Normalmente, quando si proteggono le infrastrutture OT dalle minacce informatiche si possono applicare due approcci diversi. Quello base (e quindi attualmente il più comune), che fa affidamento sui meccanismi di sicurezza incorporati. In questo caso si dice: "Lasciate che il sistema di sicurezza faccia il suo lavoro". Si proteggono gli asset OT e i sistemi di sicurezza (come il SIS) dalle minacce informatiche per quanto possibile (non è sempre possibile garantire una protezione "assoluta", soprattutto per l'OT, che è ovviamente difficile da proteggere) con strumenti e misure di sicurezza applicata. Questo approccio si basa sul presupposto che le misure e gli strumenti di sicurezza integrati coprono tutte le possibili condizioni di pre-fallimento del sistema, comprese quelle create con i mezzi di attacco informatico. Sfortunatamente, questo presupposto non è corretto al 100% per la maggior parte dei sistemi esistenti, poiché non è stata eseguita alcuna modellazione di minacce informatiche nella loro fase di pianificazione e progettazione della sicurezza.
L'approccio più sofisticato si ha quando la sicurezza informatica diventa parte della disciplina della sicurezza. Viene analizzato il potenziale impatto della minaccia informatica sul sistema. I sistemi e le misure di sicurezza sono messi a punto per rilevare ulteriori "cattive condizioni" (ottenibili solo come risultato di una minaccia informatica), e per proteggersi da esse. Nella maggior parte dei casi questo sarebbe possibile solo nella fase di progettazione del sistema (il vero approccio "secure by design").
Sono necessarie anche le misure dell'"approccio di base", per proteggere i sistemi OT e di sicurezza dalle minacce informatiche, e per farli funzionare come sono stati progettati. Entrambi gli approcci, anche quello di base, migliorano la sicurezza anche nel caso in cui non ci sia alcun attacco informatico.
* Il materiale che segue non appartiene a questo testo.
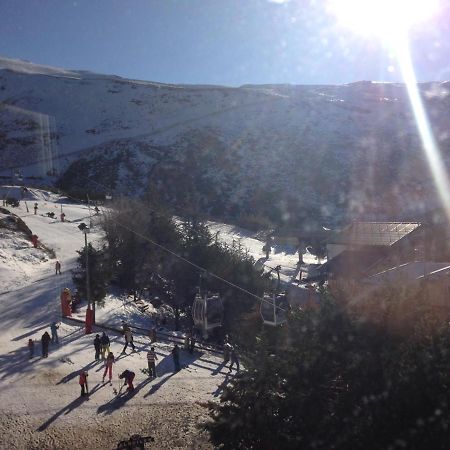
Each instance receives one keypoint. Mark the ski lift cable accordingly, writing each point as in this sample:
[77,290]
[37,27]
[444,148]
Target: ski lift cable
[146,238]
Supponiamo che un sistema sia affetto da una vulnerabilità di “Denial of Service” e la stessa sia facilmente sfruttabile da un potenziale attacco informatico: in alcuni casi la stessa condizione può essere innescata da un raro malfunzionamento di altri sistemi (esistenti sulla stessa rete OT), non registrato e analizzato in precedenza, non preso in considerazione nella progettazione di sicurezza e quindi non coperto dai sistemi di sicurezza. In questo caso troviamo la vulnerabilità, la segnaliamo al fornitore del sistema e il fornitore rilascia una patch che rende l'intero sistema un po' più sicuro. Come azienda, siamo coinvolti in entrambi i tipi di progetti.
Avete avuto modo di verificare quali risultati sono stati ottenuti?
In generale, risulta difficile avere precisa contezza dei risultati ottenuti, quando si tratta di prevenire l'impatto delle minacce informatiche. Non possiamo dire con certezza quante delle minacce che abbiamo prevenuto avrebbero avuto un impatto sulla sicurezza, nel caso in cui non ci fosse stata protezione da parte nostra.
Per esempio, nel H1 2021 abbiamo bloccato dei ransomware sullo 0,40% di tutti i computer ICS che proteggiamo a livello globale, il che significa che abbiamo impedito una condizione di DoS almeno a qualche migliaio di sistemi OT. Quanti di loro avrebbero potuto avere un impatto sulla sicurezza, nessuno può dirlo, ma sappiamo che in alcuni casi potrebbe essere teoricamente possibile.